I saw that when reading regular file under local filesystem (HFS+), it works through the file_descriptor and not the vnode ...

 * frame #0: 0xffffff801313c67c kernel`vn_read(fp=0xffffff801f004d98, uio=0xffffff807240be70, flags=0, ctx=0xffffff807240bf10) at vfs_vnops.c:978 [opt]
frame #1: 0xffffff801339cc1a kernel`dofileread [inlined] fo_read(fp=0xffffff801f004d98, uio=0xffffff807240be70, flags=0, ctx=0xffffff807240bf10) at kern_descrip.c:5832 [opt]
frame #2: 0xffffff801339cbff kernel`dofileread(ctx=0xffffff807240bf10, fp=0xffffff801f004d98, bufp=140222138463456, nbyte=282, offset=<unavailable>, flags=<unavailable>, retval=<unavailable>) at sys_generic.c:365 [opt]
frame #3: 0xffffff801339c983 kernel`read_nocancel(p=0xffffff801a597658, uap=0xffffff801a553cc0, retval=<unavailable>) at sys_generic.c:215 [opt]
frame #4: 0xffffff8013425695 kernel`unix_syscall64(state=<unavailable>) at systemcalls.c:376 [opt]
frame #5: 0xffffff8012e9dd46 kernel`hndl_unix_scall64 + 22

My question is why does this duality needed, and in which cases the operation works through the file_descriptor vector (fg_ops) and which cases the operation works through the vnode vector (vp->v_op).

thanks


Solution

  • […] in which cases the operation works through the file_descriptor vector (fg_ops) and which cases the operation works through the vnode vector (vp->v_op).

    I'm going to start by answering this second part of the question first: if you trace through your call stack further, and look inside the vn_read function, you'll find that it contains this line:

        error = VNOP_READ(vp, uio, ioflag, ctx);
    

    The VNOP_READ function (kpi_vfs.c) in turn has this:

    _err = (*vp->v_op[vnop_read_desc.vdesc_offset])(&a);
    

    So the answer to your question is that for your typical file, both tables are used for dispatching operations.

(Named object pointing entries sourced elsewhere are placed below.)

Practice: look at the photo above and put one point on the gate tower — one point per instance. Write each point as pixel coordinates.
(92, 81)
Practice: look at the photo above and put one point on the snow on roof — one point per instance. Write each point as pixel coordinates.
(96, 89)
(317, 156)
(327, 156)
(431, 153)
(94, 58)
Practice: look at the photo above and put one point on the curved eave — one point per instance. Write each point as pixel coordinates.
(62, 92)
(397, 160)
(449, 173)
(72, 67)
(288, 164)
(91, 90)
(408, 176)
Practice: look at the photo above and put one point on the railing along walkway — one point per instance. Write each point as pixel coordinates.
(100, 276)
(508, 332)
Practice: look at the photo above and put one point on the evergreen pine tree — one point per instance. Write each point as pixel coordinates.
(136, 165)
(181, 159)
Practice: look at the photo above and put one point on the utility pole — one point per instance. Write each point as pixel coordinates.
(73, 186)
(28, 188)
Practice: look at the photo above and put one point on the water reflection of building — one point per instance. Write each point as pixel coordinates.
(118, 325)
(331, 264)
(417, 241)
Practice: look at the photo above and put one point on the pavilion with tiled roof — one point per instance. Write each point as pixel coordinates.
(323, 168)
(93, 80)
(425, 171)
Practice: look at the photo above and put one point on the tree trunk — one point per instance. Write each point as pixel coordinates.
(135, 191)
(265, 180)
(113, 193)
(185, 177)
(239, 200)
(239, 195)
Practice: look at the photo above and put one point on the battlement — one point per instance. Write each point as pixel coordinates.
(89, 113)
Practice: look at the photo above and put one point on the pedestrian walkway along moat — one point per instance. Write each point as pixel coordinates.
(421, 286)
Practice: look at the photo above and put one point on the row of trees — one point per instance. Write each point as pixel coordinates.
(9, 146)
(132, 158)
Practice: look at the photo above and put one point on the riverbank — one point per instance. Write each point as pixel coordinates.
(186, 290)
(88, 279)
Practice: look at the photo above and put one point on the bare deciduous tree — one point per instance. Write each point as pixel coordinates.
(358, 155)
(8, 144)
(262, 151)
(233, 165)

    With that out of the way,

    My question is why does this duality needed […]

    Not everything to which a process can hold a file descriptor is also represented in the file system. For example, pipes don't necessarily have to be named. A vnode doesn't make any sense in that context. So in sys_pipe.c, you'll see a different fileops table:

    static const struct fileops pipeops = {
        .fo_type = DTYPE_PIPE,
        .fo_read = pipe_read,
        .fo_write = pipe_write,
        .fo_ioctl = pipe_ioctl,
        .fo_select = pipe_select,
        .fo_close = pipe_close,
        .fo_kqfilter = pipe_kqfilter,
        .fo_drain = pipe_drain,
    };
    

    Similar deal for sockets.

    File descriptors track the state of a process's view of a file or object that allows file-like operations. Things like position in the file, etc. - different processes can have the same file open, and they must each have their own read/write position - so vnode:fileglob is a 1:many relationship.

    Meanwhile, using vnode objects to track things other than objects within a file system doesn't make any sense either. Additionally, the v_op table is file system specific, whereas vn_read/VNOP_READ contain code that applies to any file that's represented in a file system.

    So in summary they're really just different layers in the I/O stack.